President Trump has proclaimed January the National Slavery and Human Trafficking Awareness Month. It’s estimated that there are 20 to 30 million slaves in the world today.
Human trafficking, in general terms, refers to the abduction and trade of humans, often for sexual exploitation and forced labor. It is the most rapidly growing criminal industry in the world. According to the U.S. State Department, approximately 20 million people globally are victims of trafficking. Of these, the International Labor Organization (ILO) estimates that 55 percent are female, and 26 percent are children.
The President sent out a proclamation saying,
“Human trafficking is a modern form of slavery. It is not enough merely to denounce this horrific assault on human dignity; we must actively work to prevent and end this barbaric exploitation of innocent victims…and pledge to continue the battle to abolish modern slavery and restore the lives of those affected by human trafficking.”
The President also noted that these crimes often are undetected and underreported “because victims are reluctant to seek help for a variety of reasons, including language barriers, fear of traffickers and law enforcement, and lack of trust. Human trafficking destroys precious lives and threatens our Nation’s security, public health, and the rule of law. It is a scourge on the global community.”
In efforts to do our part and become more knowledgeable follow these tips from the U.S. Department of State and take action.
The Everyone has the potential to discover a human trafficking situation. While the victims may sometimes be kept behind locked doors, they are often hidden right in front of us at, for example, construction sites, restaurants, elder care centers, nail salons, agricultural fields, and hotels. Traffickers’ use of coercion – such as threats of deportation and harm to the victim or their family members – is so powerful that even if you reach out to victims, they may be too fearful to accept your help. Knowing indicators of human trafficking and some follow up questions will help you act on your gut feeling that something is wrong and report it.

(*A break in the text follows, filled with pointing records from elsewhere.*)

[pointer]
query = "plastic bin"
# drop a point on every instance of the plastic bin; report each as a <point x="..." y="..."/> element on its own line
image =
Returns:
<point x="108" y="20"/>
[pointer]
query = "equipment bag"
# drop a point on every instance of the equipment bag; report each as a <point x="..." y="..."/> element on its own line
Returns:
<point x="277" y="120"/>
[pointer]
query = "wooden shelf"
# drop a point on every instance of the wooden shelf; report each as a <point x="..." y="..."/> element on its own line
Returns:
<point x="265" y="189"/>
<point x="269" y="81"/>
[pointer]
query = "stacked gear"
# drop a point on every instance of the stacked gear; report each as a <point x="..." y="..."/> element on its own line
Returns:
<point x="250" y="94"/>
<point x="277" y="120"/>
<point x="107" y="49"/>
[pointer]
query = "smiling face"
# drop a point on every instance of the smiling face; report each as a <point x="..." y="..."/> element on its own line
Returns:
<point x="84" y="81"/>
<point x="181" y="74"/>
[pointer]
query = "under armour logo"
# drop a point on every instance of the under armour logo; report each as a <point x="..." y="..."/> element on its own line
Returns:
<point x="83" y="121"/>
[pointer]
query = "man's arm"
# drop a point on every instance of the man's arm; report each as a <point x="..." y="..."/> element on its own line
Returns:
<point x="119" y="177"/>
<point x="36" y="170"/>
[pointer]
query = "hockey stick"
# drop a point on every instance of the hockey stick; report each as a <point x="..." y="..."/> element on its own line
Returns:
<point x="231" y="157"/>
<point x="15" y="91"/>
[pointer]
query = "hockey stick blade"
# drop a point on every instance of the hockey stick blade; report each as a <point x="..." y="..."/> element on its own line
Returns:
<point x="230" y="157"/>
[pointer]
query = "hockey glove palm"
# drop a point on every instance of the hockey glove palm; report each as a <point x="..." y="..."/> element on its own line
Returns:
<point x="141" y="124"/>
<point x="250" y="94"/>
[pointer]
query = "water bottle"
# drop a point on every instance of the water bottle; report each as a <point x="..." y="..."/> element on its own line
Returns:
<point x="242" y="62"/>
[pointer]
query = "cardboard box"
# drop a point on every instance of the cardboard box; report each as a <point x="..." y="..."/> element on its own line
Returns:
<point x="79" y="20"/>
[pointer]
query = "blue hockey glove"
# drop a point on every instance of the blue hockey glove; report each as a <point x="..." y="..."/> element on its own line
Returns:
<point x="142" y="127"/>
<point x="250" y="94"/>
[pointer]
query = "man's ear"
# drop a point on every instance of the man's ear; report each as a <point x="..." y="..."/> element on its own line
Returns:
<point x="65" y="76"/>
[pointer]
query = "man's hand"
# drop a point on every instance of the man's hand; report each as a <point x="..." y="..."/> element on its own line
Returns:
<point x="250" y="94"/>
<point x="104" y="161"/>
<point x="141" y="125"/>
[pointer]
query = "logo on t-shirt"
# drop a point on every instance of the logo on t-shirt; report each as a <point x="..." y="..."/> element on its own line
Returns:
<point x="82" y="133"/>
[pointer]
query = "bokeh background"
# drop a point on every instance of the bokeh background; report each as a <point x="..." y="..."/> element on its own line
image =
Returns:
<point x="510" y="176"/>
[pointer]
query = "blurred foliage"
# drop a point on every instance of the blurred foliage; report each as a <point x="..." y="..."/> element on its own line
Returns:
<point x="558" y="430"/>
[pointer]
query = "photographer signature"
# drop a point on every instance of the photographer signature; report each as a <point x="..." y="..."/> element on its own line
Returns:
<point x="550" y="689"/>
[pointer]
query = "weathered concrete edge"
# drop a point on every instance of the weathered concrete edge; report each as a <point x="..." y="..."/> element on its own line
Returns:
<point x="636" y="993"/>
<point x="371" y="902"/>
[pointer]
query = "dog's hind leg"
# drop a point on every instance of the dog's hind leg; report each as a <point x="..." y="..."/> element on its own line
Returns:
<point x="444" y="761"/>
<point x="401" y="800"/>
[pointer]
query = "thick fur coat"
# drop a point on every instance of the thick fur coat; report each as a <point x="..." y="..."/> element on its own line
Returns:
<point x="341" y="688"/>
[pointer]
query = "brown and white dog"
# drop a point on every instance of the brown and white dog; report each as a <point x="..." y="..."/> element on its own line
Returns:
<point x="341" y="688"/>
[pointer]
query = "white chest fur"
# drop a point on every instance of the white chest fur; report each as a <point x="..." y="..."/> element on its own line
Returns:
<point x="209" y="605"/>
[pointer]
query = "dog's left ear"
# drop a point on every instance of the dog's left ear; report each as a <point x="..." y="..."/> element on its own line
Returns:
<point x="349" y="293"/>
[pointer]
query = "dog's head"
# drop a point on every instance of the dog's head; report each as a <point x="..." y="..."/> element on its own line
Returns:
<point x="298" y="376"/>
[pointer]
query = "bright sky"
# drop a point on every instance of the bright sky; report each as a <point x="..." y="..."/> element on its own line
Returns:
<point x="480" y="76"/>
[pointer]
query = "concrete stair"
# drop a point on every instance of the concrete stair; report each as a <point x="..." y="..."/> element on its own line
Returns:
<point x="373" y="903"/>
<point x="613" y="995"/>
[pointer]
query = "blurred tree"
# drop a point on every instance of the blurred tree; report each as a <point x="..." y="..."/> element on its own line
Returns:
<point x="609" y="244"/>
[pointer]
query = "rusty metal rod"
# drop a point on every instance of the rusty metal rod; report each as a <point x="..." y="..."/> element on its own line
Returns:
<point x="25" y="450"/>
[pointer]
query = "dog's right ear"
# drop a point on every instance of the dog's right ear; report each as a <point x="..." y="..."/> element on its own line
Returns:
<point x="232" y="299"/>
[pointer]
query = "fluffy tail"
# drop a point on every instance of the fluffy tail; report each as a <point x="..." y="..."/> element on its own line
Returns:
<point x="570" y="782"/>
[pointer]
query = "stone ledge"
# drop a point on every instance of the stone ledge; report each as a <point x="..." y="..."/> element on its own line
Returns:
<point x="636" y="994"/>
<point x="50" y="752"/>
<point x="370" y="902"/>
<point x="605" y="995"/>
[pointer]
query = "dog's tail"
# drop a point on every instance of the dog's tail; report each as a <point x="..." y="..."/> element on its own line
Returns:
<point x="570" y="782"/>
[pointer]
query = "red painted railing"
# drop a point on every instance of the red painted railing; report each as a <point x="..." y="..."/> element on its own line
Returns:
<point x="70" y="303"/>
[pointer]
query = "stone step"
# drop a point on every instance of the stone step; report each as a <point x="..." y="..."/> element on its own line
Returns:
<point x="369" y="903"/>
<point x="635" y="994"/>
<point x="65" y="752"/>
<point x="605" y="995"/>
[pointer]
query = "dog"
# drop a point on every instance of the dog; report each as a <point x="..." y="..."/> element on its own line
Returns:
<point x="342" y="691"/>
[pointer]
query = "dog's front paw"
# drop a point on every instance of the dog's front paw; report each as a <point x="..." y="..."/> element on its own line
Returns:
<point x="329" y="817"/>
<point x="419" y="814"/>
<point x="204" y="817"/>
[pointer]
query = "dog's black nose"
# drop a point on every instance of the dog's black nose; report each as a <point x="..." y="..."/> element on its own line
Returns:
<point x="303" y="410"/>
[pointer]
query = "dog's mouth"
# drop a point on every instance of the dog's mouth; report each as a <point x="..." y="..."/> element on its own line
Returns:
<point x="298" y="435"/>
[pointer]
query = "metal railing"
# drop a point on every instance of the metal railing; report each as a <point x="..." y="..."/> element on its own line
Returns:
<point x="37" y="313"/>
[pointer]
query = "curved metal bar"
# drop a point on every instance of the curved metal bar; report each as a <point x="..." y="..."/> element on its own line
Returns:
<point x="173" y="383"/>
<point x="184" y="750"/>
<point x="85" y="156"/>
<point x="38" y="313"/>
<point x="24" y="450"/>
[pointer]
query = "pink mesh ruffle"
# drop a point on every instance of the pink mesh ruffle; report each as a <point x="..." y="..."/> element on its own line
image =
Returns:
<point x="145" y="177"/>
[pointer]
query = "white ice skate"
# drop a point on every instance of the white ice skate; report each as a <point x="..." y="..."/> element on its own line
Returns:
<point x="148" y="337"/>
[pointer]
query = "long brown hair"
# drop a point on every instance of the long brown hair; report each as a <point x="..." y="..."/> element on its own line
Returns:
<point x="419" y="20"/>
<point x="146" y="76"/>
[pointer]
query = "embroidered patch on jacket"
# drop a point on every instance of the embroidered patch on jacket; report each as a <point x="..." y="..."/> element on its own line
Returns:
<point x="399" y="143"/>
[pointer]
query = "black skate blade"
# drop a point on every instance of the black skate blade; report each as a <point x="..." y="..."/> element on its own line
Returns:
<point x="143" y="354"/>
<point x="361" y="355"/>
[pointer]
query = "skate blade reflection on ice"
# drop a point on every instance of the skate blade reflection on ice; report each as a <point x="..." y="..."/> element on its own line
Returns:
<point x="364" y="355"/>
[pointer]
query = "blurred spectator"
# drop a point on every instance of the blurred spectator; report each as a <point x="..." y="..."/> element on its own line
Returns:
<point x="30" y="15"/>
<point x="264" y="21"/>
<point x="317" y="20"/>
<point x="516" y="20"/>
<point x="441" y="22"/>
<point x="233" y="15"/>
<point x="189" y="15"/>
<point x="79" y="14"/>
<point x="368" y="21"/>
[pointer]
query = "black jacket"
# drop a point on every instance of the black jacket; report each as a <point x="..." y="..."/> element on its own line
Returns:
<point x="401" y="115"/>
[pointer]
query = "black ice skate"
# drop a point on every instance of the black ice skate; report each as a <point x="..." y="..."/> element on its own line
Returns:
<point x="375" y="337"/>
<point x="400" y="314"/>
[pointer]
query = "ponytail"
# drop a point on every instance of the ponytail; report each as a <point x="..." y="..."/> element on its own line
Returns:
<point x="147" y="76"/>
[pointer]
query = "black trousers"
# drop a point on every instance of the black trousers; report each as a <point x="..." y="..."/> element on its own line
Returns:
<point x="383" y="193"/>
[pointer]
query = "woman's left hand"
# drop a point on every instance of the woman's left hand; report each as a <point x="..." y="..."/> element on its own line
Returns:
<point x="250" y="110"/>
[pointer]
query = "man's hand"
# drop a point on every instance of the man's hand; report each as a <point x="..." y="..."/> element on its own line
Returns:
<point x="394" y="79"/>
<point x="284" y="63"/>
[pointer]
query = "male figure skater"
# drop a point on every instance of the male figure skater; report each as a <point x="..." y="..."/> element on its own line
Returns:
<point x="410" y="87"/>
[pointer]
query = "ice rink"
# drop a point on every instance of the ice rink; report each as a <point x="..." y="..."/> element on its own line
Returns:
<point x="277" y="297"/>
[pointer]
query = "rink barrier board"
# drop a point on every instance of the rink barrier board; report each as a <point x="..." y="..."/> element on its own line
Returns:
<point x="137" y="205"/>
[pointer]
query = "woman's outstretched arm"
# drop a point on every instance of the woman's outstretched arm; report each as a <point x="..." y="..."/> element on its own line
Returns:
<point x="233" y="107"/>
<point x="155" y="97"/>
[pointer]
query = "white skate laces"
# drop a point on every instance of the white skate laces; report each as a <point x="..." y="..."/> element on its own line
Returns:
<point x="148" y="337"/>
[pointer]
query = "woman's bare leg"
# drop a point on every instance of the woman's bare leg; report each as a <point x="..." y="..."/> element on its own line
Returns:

Human Trafficking Indicators
While not an exhaustive list, these are some key red flags that could alert you to a potential trafficking situation that should be reported:
- Living with employer
- Poor living conditions
- Multiple people in cramped space
- Inability to speak to individual alone
- Answers appear to be scripted and rehearsed
- Employer is holding identity documents
- Signs of physical abuse
- Submissive or fearful
- Unpaid or paid very little
- Under 18 and in prostitution
Questions to Ask
Assuming you have the opportunity to speak with a potential victim privately and without jeopardizing the victim’s safety because the trafficker is watching, here are some sample questions to ask to follow up on the red flags you became alert to:
- Can you leave your job if you want to?
- Can you come and go as you please?
- Have you been hurt or threatened if you tried to leave?
- Has your family been threatened?
- Do you live with your employer?
- Where do you sleep and eat?
- Are you in debt to your employer?
- Do you have your passport/identification? Who has it?